The mallet putter Jack Burke Jr. used to win the Masters half a
century ago leans against his desk. Other clubs and mementos from a long life in
golf adorn the big square room. But Burke’s office at Champions Golf Club in
Houston is no museum; it’s the wood-paneled command center of a busy CEO.
“No,” says the old pro into the phone. “Yes. OK, that’s great.
All right, I’ll talk to you later.” Hal Sutton calls a lot lately, but not, as
he once did, for a lesson or tips on captaining the Ryder Cup team. The 1983 PGA
champion is investing most of his time and a lot of his fortune in a golf course
development called Boot Ranch in Fredericksburg, Texas. Burke knows something
about this, too: He and his late partner, Jimmy Demaret, were the first (and
still the only) tour professionals to build, own and operate a high-end golf
club.
“Hal needs to get his ass out on the road and sell this thing,”
says Burke, who served as American captain in the 1957 and 1973 Ryder Cup
Matches and was Sutton’s assistant in 2004. “He needs to bring his PGA trophy
and shake hands.” Some of the best golfers in the world have beat a path to
Burke’s door for advice on matters on and off the course. The supplicants
include Sutton, Steve Elkington and Phil Mickelson.

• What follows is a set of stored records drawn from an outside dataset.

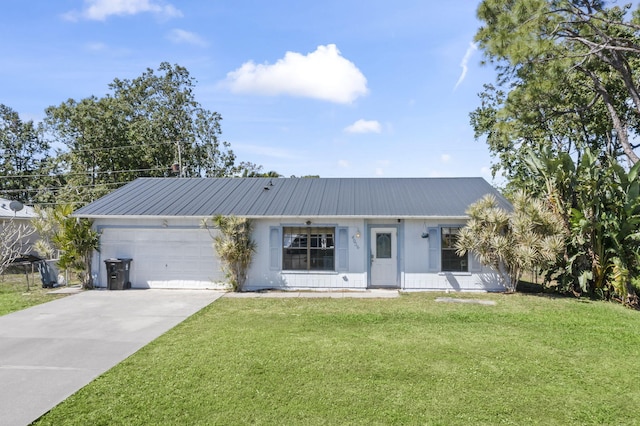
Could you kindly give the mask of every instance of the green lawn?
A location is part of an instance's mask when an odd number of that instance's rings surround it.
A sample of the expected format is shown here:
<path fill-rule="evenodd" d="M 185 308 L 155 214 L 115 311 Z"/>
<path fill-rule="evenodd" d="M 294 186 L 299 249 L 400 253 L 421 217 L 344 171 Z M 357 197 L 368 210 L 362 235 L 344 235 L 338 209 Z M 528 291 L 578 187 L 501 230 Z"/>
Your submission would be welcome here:
<path fill-rule="evenodd" d="M 223 298 L 37 424 L 640 424 L 639 312 L 437 296 Z"/>
<path fill-rule="evenodd" d="M 0 276 L 0 315 L 62 297 L 62 295 L 47 294 L 49 291 L 51 291 L 50 288 L 42 288 L 37 271 L 33 276 L 29 273 L 28 286 L 24 273 L 6 273 Z"/>

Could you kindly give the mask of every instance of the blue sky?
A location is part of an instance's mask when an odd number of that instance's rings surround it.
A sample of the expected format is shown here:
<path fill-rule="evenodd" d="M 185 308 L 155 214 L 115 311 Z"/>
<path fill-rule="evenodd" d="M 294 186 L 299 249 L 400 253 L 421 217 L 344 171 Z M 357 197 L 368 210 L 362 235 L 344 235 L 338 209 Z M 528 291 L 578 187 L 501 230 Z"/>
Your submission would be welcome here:
<path fill-rule="evenodd" d="M 238 160 L 285 176 L 482 176 L 469 112 L 494 81 L 458 0 L 8 0 L 0 103 L 39 121 L 163 61 Z"/>

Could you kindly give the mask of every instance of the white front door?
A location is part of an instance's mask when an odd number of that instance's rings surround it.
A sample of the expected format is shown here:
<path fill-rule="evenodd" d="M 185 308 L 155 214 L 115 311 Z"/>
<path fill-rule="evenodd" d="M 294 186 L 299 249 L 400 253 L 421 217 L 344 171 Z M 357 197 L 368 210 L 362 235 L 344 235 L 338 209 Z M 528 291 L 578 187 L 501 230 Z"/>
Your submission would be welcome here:
<path fill-rule="evenodd" d="M 371 287 L 398 287 L 396 228 L 371 228 Z"/>

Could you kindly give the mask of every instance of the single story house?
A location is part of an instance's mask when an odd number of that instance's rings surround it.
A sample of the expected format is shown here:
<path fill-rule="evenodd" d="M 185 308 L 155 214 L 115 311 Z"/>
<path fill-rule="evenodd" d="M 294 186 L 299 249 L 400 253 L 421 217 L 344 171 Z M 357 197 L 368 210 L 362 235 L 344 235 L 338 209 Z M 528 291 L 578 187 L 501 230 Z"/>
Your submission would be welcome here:
<path fill-rule="evenodd" d="M 140 178 L 77 210 L 101 234 L 93 259 L 130 258 L 133 288 L 218 288 L 225 276 L 203 219 L 253 220 L 246 290 L 499 291 L 454 243 L 482 178 Z"/>
<path fill-rule="evenodd" d="M 7 200 L 6 198 L 0 198 L 0 228 L 4 227 L 9 222 L 14 222 L 18 225 L 29 225 L 31 220 L 36 217 L 36 212 L 33 207 L 22 204 L 16 200 Z M 31 251 L 31 245 L 38 240 L 39 236 L 36 233 L 32 233 L 29 236 L 19 241 L 20 249 L 23 251 Z M 16 242 L 17 244 L 18 242 Z"/>
<path fill-rule="evenodd" d="M 0 198 L 0 222 L 15 220 L 18 223 L 28 223 L 36 217 L 33 207 L 26 206 L 19 201 Z"/>

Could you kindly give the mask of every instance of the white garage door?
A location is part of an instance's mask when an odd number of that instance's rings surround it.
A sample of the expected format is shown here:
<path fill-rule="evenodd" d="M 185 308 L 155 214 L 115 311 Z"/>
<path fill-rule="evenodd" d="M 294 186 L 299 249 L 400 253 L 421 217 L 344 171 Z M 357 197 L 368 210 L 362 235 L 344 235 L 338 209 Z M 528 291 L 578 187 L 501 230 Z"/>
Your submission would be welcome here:
<path fill-rule="evenodd" d="M 100 238 L 100 283 L 104 261 L 131 258 L 134 288 L 217 288 L 225 281 L 211 236 L 203 229 L 106 228 Z"/>

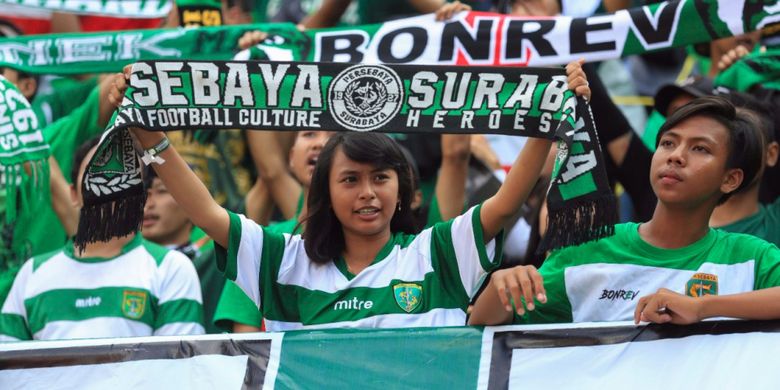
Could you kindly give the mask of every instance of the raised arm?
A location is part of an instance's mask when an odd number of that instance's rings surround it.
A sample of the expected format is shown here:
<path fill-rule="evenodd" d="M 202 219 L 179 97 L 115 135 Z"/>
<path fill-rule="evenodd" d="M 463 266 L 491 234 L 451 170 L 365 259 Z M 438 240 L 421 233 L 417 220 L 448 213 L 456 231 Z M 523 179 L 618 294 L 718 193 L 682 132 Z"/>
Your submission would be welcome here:
<path fill-rule="evenodd" d="M 580 60 L 566 65 L 569 89 L 590 99 L 590 88 L 582 64 Z M 480 219 L 485 243 L 490 242 L 504 228 L 528 198 L 544 167 L 550 145 L 550 140 L 529 138 L 498 192 L 482 204 Z"/>
<path fill-rule="evenodd" d="M 270 191 L 271 199 L 284 217 L 290 219 L 295 216 L 302 190 L 301 184 L 295 180 L 288 166 L 286 152 L 290 150 L 290 145 L 283 147 L 281 141 L 286 140 L 280 140 L 279 134 L 288 135 L 273 131 L 249 131 L 247 142 L 258 175 Z"/>
<path fill-rule="evenodd" d="M 582 63 L 583 61 L 580 60 L 566 66 L 569 89 L 590 100 L 590 88 L 585 72 L 582 70 Z M 480 219 L 486 243 L 503 229 L 533 190 L 550 151 L 550 145 L 551 141 L 529 138 L 507 174 L 504 184 L 493 197 L 483 203 Z M 547 302 L 544 281 L 536 268 L 517 266 L 496 271 L 490 276 L 487 287 L 477 298 L 469 324 L 507 323 L 512 319 L 512 303 L 517 313 L 522 315 L 525 309 L 534 310 L 534 300 Z M 525 302 L 525 308 L 521 301 Z"/>
<path fill-rule="evenodd" d="M 441 168 L 436 179 L 436 201 L 442 221 L 455 218 L 463 212 L 470 151 L 470 135 L 441 136 Z"/>
<path fill-rule="evenodd" d="M 113 78 L 109 99 L 114 106 L 117 106 L 124 96 L 129 71 L 130 68 L 127 67 L 124 77 Z M 153 132 L 135 128 L 130 130 L 144 150 L 158 145 L 165 138 L 165 134 L 159 131 Z M 162 157 L 165 162 L 162 164 L 153 163 L 152 167 L 176 202 L 184 209 L 192 223 L 203 229 L 216 243 L 227 247 L 230 230 L 230 218 L 227 211 L 214 200 L 206 186 L 198 179 L 173 146 L 169 146 L 158 156 Z"/>
<path fill-rule="evenodd" d="M 70 195 L 70 185 L 62 174 L 60 164 L 54 157 L 49 157 L 49 189 L 51 191 L 51 205 L 57 214 L 65 234 L 73 237 L 79 226 L 79 209 L 73 205 Z"/>

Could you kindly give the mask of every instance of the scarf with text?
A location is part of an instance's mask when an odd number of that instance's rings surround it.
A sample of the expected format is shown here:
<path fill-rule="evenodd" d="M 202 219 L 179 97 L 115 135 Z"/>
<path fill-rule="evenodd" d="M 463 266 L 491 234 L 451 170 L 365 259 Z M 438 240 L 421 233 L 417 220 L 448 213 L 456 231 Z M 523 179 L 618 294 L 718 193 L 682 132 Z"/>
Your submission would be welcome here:
<path fill-rule="evenodd" d="M 0 259 L 19 258 L 13 227 L 33 217 L 35 197 L 49 188 L 49 145 L 38 128 L 30 103 L 0 76 L 0 190 L 5 194 L 5 218 L 0 221 Z M 10 233 L 10 237 L 9 237 Z"/>
<path fill-rule="evenodd" d="M 778 21 L 777 0 L 681 0 L 586 18 L 461 12 L 446 22 L 437 22 L 428 14 L 304 32 L 292 24 L 277 23 L 39 35 L 0 39 L 0 66 L 33 73 L 80 74 L 117 72 L 144 60 L 229 60 L 238 51 L 241 35 L 253 30 L 269 35 L 249 50 L 259 54 L 244 53 L 244 59 L 563 65 L 579 58 L 600 61 L 709 42 L 776 26 Z"/>
<path fill-rule="evenodd" d="M 559 140 L 547 249 L 612 234 L 614 197 L 590 107 L 562 69 L 304 62 L 139 62 L 84 177 L 75 243 L 136 231 L 128 128 L 496 133 Z"/>

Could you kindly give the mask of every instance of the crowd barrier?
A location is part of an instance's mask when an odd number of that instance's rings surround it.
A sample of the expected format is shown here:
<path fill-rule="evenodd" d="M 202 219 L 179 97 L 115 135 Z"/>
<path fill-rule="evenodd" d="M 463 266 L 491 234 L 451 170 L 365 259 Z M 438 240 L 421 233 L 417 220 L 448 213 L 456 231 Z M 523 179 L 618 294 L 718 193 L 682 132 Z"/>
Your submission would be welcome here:
<path fill-rule="evenodd" d="M 780 321 L 315 330 L 0 345 L 2 389 L 780 388 Z"/>

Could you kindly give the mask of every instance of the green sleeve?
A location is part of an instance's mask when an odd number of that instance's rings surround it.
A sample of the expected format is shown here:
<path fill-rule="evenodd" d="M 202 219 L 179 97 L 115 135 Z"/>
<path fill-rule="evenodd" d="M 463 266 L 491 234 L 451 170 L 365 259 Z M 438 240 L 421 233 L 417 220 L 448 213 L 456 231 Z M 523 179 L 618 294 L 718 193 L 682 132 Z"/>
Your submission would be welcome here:
<path fill-rule="evenodd" d="M 774 244 L 756 240 L 763 248 L 756 256 L 756 282 L 754 290 L 780 286 L 780 249 Z"/>
<path fill-rule="evenodd" d="M 99 113 L 100 90 L 95 88 L 81 106 L 43 129 L 43 137 L 51 147 L 51 154 L 60 164 L 68 182 L 73 166 L 73 152 L 82 143 L 103 132 L 103 127 L 98 124 Z"/>
<path fill-rule="evenodd" d="M 554 252 L 544 261 L 539 273 L 544 279 L 547 303 L 535 302 L 535 310 L 526 312 L 522 317 L 515 314 L 515 323 L 550 324 L 572 322 L 572 308 L 566 294 L 566 259 L 569 250 Z"/>
<path fill-rule="evenodd" d="M 206 333 L 220 333 L 212 319 L 219 302 L 220 294 L 225 286 L 225 275 L 217 270 L 214 262 L 214 241 L 200 248 L 200 255 L 192 260 L 200 279 L 200 291 L 203 296 L 203 322 Z"/>
<path fill-rule="evenodd" d="M 41 127 L 46 127 L 78 108 L 97 86 L 97 77 L 81 81 L 60 77 L 51 82 L 47 93 L 37 93 L 32 105 Z"/>
<path fill-rule="evenodd" d="M 214 312 L 214 325 L 233 332 L 233 323 L 260 327 L 263 316 L 252 300 L 235 283 L 227 282 Z"/>
<path fill-rule="evenodd" d="M 236 280 L 238 273 L 238 247 L 241 245 L 241 219 L 238 214 L 228 211 L 230 217 L 230 230 L 228 233 L 228 247 L 214 244 L 214 253 L 217 260 L 217 269 L 225 274 L 229 280 Z"/>

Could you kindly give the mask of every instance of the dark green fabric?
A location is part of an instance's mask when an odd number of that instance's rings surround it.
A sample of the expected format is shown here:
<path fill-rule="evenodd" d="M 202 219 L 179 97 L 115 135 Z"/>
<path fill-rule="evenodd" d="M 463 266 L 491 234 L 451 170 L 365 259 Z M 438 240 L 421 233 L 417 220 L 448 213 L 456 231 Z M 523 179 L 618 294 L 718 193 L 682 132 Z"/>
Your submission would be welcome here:
<path fill-rule="evenodd" d="M 745 233 L 769 241 L 780 247 L 780 198 L 768 205 L 758 205 L 758 212 L 721 226 L 720 229 L 732 233 Z"/>

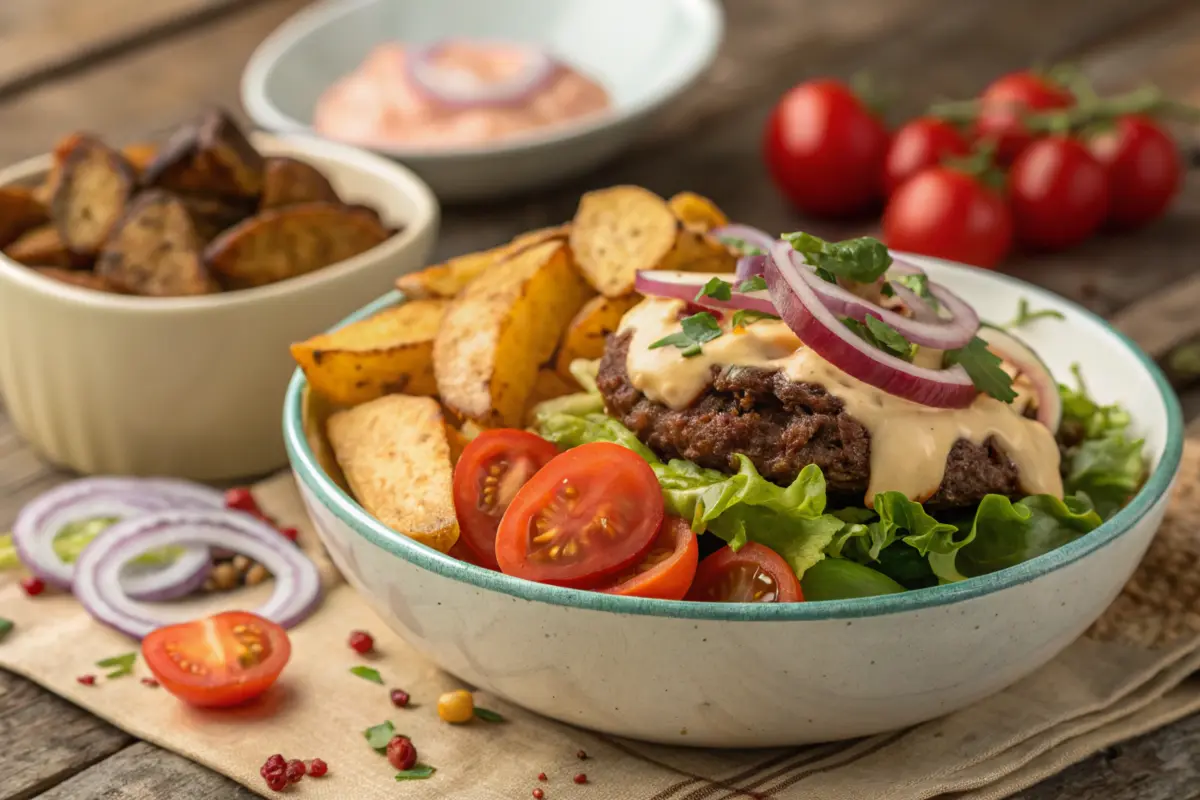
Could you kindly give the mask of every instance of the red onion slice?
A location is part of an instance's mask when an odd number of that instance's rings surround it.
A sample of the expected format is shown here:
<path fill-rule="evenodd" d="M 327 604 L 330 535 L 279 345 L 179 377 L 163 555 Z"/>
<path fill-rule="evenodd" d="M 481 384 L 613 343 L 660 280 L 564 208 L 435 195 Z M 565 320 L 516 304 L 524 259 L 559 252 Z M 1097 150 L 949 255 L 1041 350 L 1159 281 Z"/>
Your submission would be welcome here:
<path fill-rule="evenodd" d="M 779 316 L 800 341 L 846 374 L 888 394 L 933 408 L 965 408 L 978 391 L 961 365 L 926 369 L 888 355 L 860 339 L 813 291 L 808 276 L 820 281 L 787 242 L 771 246 L 766 280 Z M 825 283 L 825 281 L 821 281 Z"/>
<path fill-rule="evenodd" d="M 1038 422 L 1049 428 L 1051 433 L 1058 433 L 1059 423 L 1062 422 L 1062 397 L 1050 368 L 1029 345 L 1008 331 L 985 324 L 979 328 L 979 338 L 987 342 L 989 350 L 1029 378 L 1037 393 Z"/>
<path fill-rule="evenodd" d="M 520 72 L 504 81 L 481 81 L 466 70 L 439 66 L 438 56 L 451 41 L 427 47 L 414 47 L 405 59 L 409 79 L 429 100 L 448 108 L 501 108 L 518 106 L 545 88 L 554 78 L 559 64 L 544 51 L 530 45 L 505 45 L 520 48 L 525 63 Z"/>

Elkington once wondered aloud about hanging out a shingle as a
golf course architect. “Well, you dumb son of a bitch,” Burke told his neighbor
and student, “you’re gonna compete with Fazio and Dye and Trent Jones? Who’d
want you when they could have those guys?” The proud Aussie went ahead, but
Elkington Course Design didn’t last.
It’s Burke’s unique gift to call you a dumb son of a bitch while
somehow conveying a warmth and sincerity that make his message palatable. His
speech gets particularly direct during a lesson. “He’s a close talker. He gets
right in your face,” says Clark Dennis, a tour pro from Fort Worth, Texas. “And
he jabs you in the chest, to the point that it hurts.”